La presentazione della Giornata dell'Infanzia Missionaria, che si celebrerà domenica 16 gennaio in Spagna, ha incluso la testimonianza di Sofía Quintans Bouzada, missionaria francescana della Madre del Divin Pastore, missionaria in Brasile.
Insieme a José María Calderón, direttore nazionale dell'OMP Spagna, ha dato un nome al lavoro che l'opera pontificia svolge nelle aree più svantaggiate del pianeta.
Sofia è uno dei membri della comunità missionaria francescana che nel 2019 si è stabilita nel nord del Paese, nello stato di Roraima. L'area è un'enclave di confine che rappresenta uno dei punti di passaggio più importanti per i rifugiati venezuelani.
Sofia, una suora peruviana e una venezuelana, a cui presto si aggiungerà una suora congolese, costituiscono quella che ha definito una "presenza ecclesiale molto incarnata, samaritana e umile".
Il suo lavoro evangelistico si concentra sull'assistenza ai rifugiati dal Venezuela che hanno attraversato la nazione carioca dal 2018. Si stima che 600.000 venezuelani abbiano attraversato il Brasile dal 2018. Quell'anno, la crisi umanitaria scatenatasi su questa frontiera settentrionale ha portato il governo brasiliano a lanciare un'enorme operazione di accoglienza alla quale collaborano il governo stesso, l'esercito, le ONG e le diverse confessioni religiose radicate nel Paese.
In questa complessa e variegata mappa di istituzioni, le Suore Francescane Missionarie sono "una piccola presenza ma una forte esperienza del Cristo povero e piccolo". Collaborano all'accompagnamento, all'ascolto e all'accoglienza di migliaia di minori, soprattutto ragazze, che vivono in condizioni particolarmente difficili.
Un processo di "accoglienza, promozione e integrazione di queste persone come se fossero Cristo stesso che viene da noi", ha sottolineato Quintás. Un processo che li faccia sentire accolti attraverso un accompagnamento personale e spirituale" e sempre "con un attento rispetto della persona".
Come ha spiegato Sofía Quintás, i rifugiati che arrivano in Brasile iniziano la loro vita nei "rifugi", campi profughi allestiti dal governo. Oltre a essere più piccoli, i "rifugi" sono differenziati per tipologia - donne con bambini, uomini soli, minori... - per rispondere più efficacemente alle loro esigenze.
Tre nomi
Questa missionaria francescana ha personalizzato la sua esperienza in tre diverse storie di tre ragazze. Jenet, la prima, una ragazza di Pomona, è uscita da una comunità indigena dell'interno del Venezuela con un tumore alla testa. Ha chiesto aiuto, ma non aveva documenti. Grazie a vari sforzi, ha potuto essere trasferita a San Paolo per le cure e tornare nella sua comunità indigena. "La lotta della ragazza per la vita", ha detto Quintás, "è stata per me un riflesso molto forte del Cristo vivente.

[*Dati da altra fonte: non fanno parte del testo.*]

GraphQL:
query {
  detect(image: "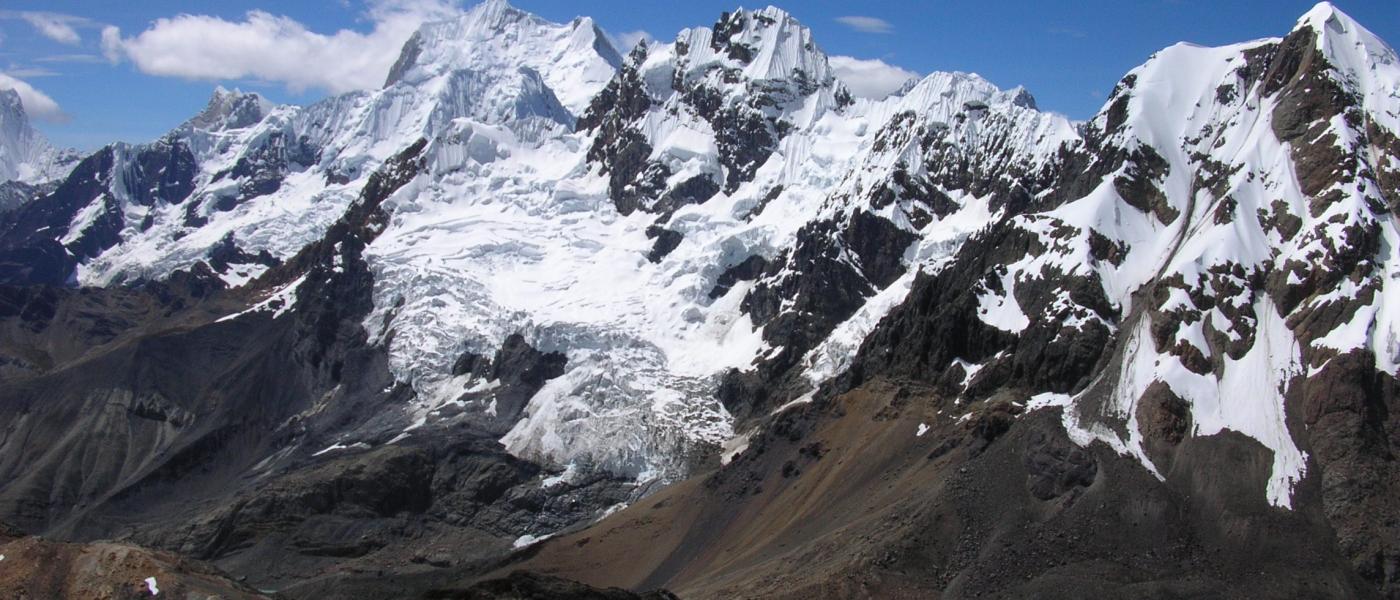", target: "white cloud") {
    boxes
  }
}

[829,56,918,99]
[34,55,102,63]
[102,0,470,94]
[0,10,95,46]
[608,29,657,56]
[0,73,69,123]
[836,15,895,34]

La seconda storia è stata intitolata a Michelle, che per il francescano "rappresenta il traffico degli esseri umani più vulnerabili". Vive in uno di questi "rifugi" e la suora ha notato che ha smesso di frequentare le attività di integrazione. Quando le è stato chiesto perché non avesse partecipato, la ragazza ha risposto che "voleva andare, ma doveva lavorare ai semafori" chiedendo l'elemosina per strada.
Il terzo nome è quello di Íscar che, "dopo aver attraversato la frontiera da sola all'età di 16 anni", è riuscita a terminare gli studi e si è recentemente laureata e ogni giorno, ha sottolineato, ringrazia Dio per essere riuscita a rimettere in piedi la sua vita e a perdonare il fratello che la maltrattava.
Il 2022 è un anno impegnativo per i PMO
Da parte sua, il direttore nazionale dell'OMP Spagna, José María CalderónHa sottolineato che quest'anno 2022 ha un'enfasi speciale per la famiglia missionaria.
Non per niente questo è il primo centenario dell'istituzione dell'Infanzia Missionaria come opera pontificia, "la sua messa al servizio della pastorale ordinaria del Santo Padre nella cura dei bambini nei territori di missione".
Inoltre, il 22 maggio sarà proclamata Beata Pauline Jaricot, il giovane lionese iniziatore di quella che sarebbe poi diventata la Propagazione della Fede.
Calderón ha ricordato che "l'infanzia missionaria è molto importante. Per molti bambini nei territori di missione, l'unico luogo in cui trovano una casa, affetto, possibilità di crescere e studiare è la chiesa". Ha anche sottolineato che questa campagna continua quella iniziata quattro anni fa, in cui l'Infanzia missionaria si concentra sulla vita di Gesù da bambino. In questa edizione, "i bambini del mondo sono anche una luce per i bambini senza fede, che sono ignorati, che non sono amati".